食品、医薬品、パーソナルケア用品の秘密化学製品の広範囲な使用の成果で、我々は合成有毒物質で溢れており、それは公衆衛生の海岸に既に到達しているのである。我々が目の当たりにしているガン、アルツハイマー病、糖尿病、不妊症などの増加は、人々への化学物質汚染の進行が悲惨な健康の犠牲をもたらしている結果である。公共の水道にフッ素を添加する政策も、出所の不明な化学物質を水道に投入しているのであるから(しかも故意に!)、一種の「水質汚染災 害」である。

更に、食品、医薬品、住宅洗剤、パーソナルケア製品などの化学物質の多くは、最終的に下流に流されメキシコ湾に行き着くことを思うと、二重に問題である。つまりメキシコ湾は、原油と分散剤で汚染されているだけではないのだ。「企業秘密」と言って化学成分の発表を拒んでいる大企業の製品から流出する化 学物質でもひどく汚染されているのである。

化学物質の秘密を終わらせる時だ



今回のメキシコ湾石油災害が明確に教えてくれているが、大企業が維持してきた化学物質の秘密をそろそろ終わらせる時である。すべての製品の全成分の公開を要求し、金輪際、化学物質を覆う秘密の幕は除去すべきである。

石油会社も日用品メーカーも、自らが売る製品に含まれる化学物質を「企業秘密」を理由に隠すことが可能であってはならない。我々は消費者として、化学物質の透明性を企業に要求し、公開しなければ購入を拒否しなければならない。

法律的には、誰でも商品の成分が理解できるように全ての消費者製品について完全な情報公開を義務化する新法を要求すべきである。

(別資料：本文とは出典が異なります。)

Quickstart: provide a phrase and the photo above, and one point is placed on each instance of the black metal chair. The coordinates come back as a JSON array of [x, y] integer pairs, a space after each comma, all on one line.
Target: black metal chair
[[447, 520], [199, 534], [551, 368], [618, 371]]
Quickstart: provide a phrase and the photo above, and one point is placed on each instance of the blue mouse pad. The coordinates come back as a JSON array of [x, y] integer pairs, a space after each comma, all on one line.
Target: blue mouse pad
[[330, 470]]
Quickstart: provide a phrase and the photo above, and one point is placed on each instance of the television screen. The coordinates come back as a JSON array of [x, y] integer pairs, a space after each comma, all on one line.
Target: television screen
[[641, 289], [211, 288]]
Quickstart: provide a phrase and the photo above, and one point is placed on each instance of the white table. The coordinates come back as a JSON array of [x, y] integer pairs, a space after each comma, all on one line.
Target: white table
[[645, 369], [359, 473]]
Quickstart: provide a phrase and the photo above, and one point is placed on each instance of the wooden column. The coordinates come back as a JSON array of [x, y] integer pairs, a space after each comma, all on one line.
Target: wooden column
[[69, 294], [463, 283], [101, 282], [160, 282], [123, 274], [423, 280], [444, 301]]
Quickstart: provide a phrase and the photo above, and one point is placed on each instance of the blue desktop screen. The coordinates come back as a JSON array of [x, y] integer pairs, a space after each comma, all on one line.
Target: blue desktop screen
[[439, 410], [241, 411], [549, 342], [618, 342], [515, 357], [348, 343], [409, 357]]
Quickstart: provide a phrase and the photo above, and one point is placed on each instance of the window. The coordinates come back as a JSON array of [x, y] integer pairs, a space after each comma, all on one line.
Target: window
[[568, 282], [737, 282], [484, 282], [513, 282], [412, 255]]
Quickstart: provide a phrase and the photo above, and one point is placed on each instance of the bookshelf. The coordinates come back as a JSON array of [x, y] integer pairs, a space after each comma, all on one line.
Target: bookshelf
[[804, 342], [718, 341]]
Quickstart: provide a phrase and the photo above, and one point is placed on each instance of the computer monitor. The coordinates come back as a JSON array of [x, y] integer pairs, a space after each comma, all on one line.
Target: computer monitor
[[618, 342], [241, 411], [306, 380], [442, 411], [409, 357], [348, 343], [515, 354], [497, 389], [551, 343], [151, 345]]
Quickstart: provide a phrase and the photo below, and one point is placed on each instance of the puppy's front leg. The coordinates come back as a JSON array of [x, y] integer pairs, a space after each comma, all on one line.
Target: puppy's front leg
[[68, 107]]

つながった世界の中では、ある人が使用する化学物質がその他の人々に影響を与えるのであるから、化学物質を秘密にする正当な理由はない。我々は、自らの身体に付けたり入れたりするものを知る権利があり、もし企業が正直に情報を提供することを拒むならば、製品をボイコットし、欺瞞的・秘密主義的な行動 を公然と非難すべきである。

本当のところ、消費者製品のメーカーは、製品の成分を知ってほしくないのである。それは、大半が毒を使って製造してあるからである。もし普通の香水 のラベルに化学成分が記載されているならば、消費者もその多くが癌や肝臓疾患に関係していることに気付き、商品の売上は急減することだろう。

大企業は、我々にバカなままでいてほしいのだ。我々の皮膚に塗ったり、飲み込んだりするものが、どれほど有毒かという事実を知らないままでいてほしいのだ。だが、現代世界の化学物質の秘密の暗黒時代は、もう終わらないといけない。透明性を要求し、水をきれいにして、我々自身と地球に毒を盛るのをやめ るときである。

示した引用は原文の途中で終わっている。